報酬・料金等の源泉徴収義務

居住者に対して報酬・料金等を支払う場合

居住者に対して、国内において「源泉徴収の対象となる報酬・料金等」の支払いをする者は、その報酬・料金等を支払う際に所得税等を源泉徴収し、原則として、徴収した月の翌月の10日までに納税する必要があります。

①法人の場合
法人の場合には、自動的に源泉徴収義務者となります。

②個人事業主の場合
次のいずれかに該当する個人事業主は、源泉徴収義務者にはなりません。
・その個人事業主が給与等の支払者でない場合
・その個人事業主が給与等の支払者であっても常時2人以下の家事使用人のみに対する給与の支払者である場合

要するに個人事業主の場合、
従業員や青色専従者に給与を支払っている個人事業主は源泉徴収義務者になります。
この場合には、従業員や青色専従者に支払う給与はもちろん、外注で「源泉徴収の対象となる報酬・料金」を支払う場合にも源泉徴収が必要になります。

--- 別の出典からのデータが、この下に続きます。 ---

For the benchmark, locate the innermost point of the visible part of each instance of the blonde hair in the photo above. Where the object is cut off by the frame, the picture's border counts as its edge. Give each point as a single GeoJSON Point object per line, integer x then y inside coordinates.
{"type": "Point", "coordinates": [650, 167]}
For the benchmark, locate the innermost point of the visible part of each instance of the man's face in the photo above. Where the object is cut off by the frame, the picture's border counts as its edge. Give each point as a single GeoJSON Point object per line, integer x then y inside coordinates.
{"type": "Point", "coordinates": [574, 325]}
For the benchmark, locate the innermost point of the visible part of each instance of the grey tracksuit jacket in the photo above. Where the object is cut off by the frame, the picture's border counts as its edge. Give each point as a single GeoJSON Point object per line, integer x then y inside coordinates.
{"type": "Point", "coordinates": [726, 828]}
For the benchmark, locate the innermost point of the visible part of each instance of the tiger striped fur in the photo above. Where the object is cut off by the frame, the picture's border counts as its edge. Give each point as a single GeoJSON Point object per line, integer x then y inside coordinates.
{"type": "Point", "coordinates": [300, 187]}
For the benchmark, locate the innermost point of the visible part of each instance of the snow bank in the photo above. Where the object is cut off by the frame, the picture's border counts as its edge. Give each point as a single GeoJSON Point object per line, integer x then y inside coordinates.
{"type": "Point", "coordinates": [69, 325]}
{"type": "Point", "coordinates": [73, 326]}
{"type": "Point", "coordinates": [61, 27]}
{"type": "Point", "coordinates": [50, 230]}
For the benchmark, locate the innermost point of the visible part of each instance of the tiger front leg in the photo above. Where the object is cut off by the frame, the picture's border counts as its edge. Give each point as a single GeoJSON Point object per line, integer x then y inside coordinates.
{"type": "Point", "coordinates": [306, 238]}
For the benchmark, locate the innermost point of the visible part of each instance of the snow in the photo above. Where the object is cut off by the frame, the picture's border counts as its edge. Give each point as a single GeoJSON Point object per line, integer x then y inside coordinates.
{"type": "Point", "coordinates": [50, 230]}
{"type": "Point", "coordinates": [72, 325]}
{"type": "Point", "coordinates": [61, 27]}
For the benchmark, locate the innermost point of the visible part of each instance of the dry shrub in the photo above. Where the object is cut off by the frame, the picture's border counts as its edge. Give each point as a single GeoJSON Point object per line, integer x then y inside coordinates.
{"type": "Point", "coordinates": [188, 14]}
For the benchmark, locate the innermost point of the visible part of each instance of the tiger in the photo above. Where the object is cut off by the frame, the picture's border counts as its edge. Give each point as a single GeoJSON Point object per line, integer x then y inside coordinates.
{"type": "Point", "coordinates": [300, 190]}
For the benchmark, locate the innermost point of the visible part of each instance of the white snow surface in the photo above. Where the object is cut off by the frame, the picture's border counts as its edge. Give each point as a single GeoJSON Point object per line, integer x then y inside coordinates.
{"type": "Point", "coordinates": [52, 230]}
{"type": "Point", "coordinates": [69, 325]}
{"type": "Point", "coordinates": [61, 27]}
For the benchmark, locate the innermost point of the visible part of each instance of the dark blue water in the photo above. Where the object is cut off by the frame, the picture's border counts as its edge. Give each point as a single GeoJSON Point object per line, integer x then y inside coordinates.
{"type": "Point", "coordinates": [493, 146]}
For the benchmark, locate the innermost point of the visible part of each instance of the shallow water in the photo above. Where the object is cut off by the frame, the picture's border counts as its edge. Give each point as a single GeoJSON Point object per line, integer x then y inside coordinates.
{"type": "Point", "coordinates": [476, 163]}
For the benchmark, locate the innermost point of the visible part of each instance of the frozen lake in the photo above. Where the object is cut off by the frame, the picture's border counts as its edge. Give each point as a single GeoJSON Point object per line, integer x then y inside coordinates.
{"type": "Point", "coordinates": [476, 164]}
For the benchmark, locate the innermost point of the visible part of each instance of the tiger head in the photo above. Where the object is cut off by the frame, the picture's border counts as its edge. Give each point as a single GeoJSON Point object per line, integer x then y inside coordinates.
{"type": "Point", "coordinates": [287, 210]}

逆を言えば、源泉徴収義務者に該当しない個人事業主は、「源泉徴収が必要な報酬・料金等」を支払う場合でも、源泉徴収する必要は無いということになります。
※ただし、ホステス等への報酬・料金については源泉徴収が必要です。

源泉徴収の対象となる報酬・料金

源泉徴収しなければならない報酬・料金は、下記のとおり所得税法204条に限定列挙されています。
1.原稿料や講演料など
2.弁護士、公認会計士、司法書士等の特定の資格を持つ人などに支払う報酬・料金
3.社会保険診療報酬支払基金が支払う診療報酬
4.プロ野球選手、プロサッカーの選手、プロテニスの選手、モデルや外交員などに支払う報酬・料金
5.芸能人や芸能プロダクションを営む個人に支払う報酬・料金
6.ホテル、旅館などで行われる宴会等において、客に対して接待等を行うことを業務とするいわゆるバンケットホステス・コンパニオンやバー、キャバレーなどに勤めるホステスなどに支払う報酬・料金
7.プロ野球選手の契約金など、役務の提供を約することにより一時に支払う契約金
8.広告宣伝のための賞金や馬主に支払う競馬の賞金
これは限定列挙ですので、これら8項目に該当しなければ源泉徴収は必要ないということになります。
しかし、実務上では、どの支払いが上記に該当し、あるいはしないのかという判断は、なかなか難しいところがあります。
例えば、個人のカメラマンに撮影料を支払う場合にどうしますか?
その個人からの請求書に徴収すべき源泉所得税が明記されていれば、問題はないのですが、上記8項目に該当するにもかかわらず、源泉所得税の記載がない請求書が相手方から送られてきた場合であっても、「源泉徴収義務」は支払う側にあるので、請求書通りの金額を支払っても、「源泉徴収漏れ」の指摘を受けてしまいます。
個人に対して支払いをする場合には、是非顧問税理士に相談をしてください。

まとめ

源泉所得税については、税務調査時においてしっかり検討される項目ですので、源泉徴収漏れの指摘を受けることのないように「要否判定」に注意をするようにして下さい。